Reading smart commentary about social media the other day left me thinking about the different ways in which I interact with the internet now, compared with when I first started using it way back when; specifically, the fact that — for all intents and purposes — I essentially live online now, and the way I interacted with it back then.
I mean, I actually try to draw lines that prevent me spending too much time actively online, a lesson learned the hard way; after work each day, I try to leave my phone/laptop/iPad alone until just before bed, and even then, that’s just me using whatever app to do some reading before I sleep. (And, if I’m brave, checking email to see that there’s nothing disastrous waiting for me in the morning.) But still; I work online, I interact with friends and family online, so much of my life is spent on the internet.
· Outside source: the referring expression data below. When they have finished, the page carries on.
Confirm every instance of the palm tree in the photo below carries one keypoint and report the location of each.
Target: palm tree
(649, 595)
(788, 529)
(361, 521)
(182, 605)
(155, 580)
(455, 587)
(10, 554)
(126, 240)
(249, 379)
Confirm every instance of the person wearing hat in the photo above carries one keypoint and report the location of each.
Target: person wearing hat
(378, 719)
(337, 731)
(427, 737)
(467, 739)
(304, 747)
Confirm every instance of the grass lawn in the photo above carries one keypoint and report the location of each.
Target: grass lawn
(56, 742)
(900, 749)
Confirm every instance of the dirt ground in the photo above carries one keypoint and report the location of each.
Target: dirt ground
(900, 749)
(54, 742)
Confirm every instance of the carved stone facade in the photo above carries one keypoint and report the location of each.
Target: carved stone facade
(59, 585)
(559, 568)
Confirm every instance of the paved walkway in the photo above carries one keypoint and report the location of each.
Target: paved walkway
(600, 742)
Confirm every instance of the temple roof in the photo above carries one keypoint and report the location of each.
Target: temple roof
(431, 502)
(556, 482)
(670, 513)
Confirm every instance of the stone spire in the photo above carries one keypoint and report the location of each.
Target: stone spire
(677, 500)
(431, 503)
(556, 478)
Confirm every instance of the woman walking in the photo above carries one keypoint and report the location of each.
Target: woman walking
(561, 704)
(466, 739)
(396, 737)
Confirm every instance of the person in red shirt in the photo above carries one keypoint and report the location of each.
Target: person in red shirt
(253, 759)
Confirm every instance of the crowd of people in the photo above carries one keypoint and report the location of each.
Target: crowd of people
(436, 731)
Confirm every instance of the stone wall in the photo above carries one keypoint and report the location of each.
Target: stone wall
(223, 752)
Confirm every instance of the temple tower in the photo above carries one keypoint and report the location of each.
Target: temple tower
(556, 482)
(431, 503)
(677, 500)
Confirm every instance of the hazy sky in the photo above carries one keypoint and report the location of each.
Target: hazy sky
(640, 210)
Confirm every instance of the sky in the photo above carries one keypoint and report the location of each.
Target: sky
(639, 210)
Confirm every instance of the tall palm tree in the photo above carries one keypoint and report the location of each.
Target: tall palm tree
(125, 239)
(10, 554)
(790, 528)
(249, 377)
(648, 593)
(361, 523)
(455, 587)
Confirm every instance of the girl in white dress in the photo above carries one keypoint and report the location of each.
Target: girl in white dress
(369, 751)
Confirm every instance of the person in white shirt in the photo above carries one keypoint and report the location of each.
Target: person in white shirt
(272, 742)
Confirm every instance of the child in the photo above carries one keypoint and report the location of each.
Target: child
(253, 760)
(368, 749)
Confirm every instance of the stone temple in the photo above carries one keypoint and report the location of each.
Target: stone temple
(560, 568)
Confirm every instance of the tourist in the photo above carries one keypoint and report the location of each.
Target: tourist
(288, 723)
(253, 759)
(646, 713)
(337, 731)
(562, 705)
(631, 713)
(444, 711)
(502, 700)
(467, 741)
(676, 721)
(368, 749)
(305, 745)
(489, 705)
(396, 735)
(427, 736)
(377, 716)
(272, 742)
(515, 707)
It’s there for… everything. When you factor in the fact that my TV is powered by online streaming services instead of, you know, “traditional” television — something I’ve started to think of as being “passively” online — then it starts to feel omnipresent in a somewhat unsettling manner.
I still have the very strong sense memory of the internet being a limited resource, way back in the dial-up days: that you would “log on” for whatever purpose, and then get off the computer once that purpose was over — even if that purpose was (as was the case for me) looking up long screeds written by old fanboys about the history of the Legion of Super-Heroes, or Jack Kirby’s Fourth World, or whatever. The sound of the dial-up, the feeling of needing to get on and off the internet in as little time as possible because, hell, someone might need to use the phone.
There’s something about that that I miss, now; the idea of the internet as a destination, perhaps, something you actively choose to do, a place to visit but not somewhere that is ever-present all around us. We used to call the internet things like “the world wide web” and “the information superhighway,” both of which suggested these tangible, physical locations or entities, and there was something about that that made it seem like these were places you could “go,” as opposed to some state that we permanently exist in and have to report in to regularly.
Remember an internet we didn’t live in? I miss that.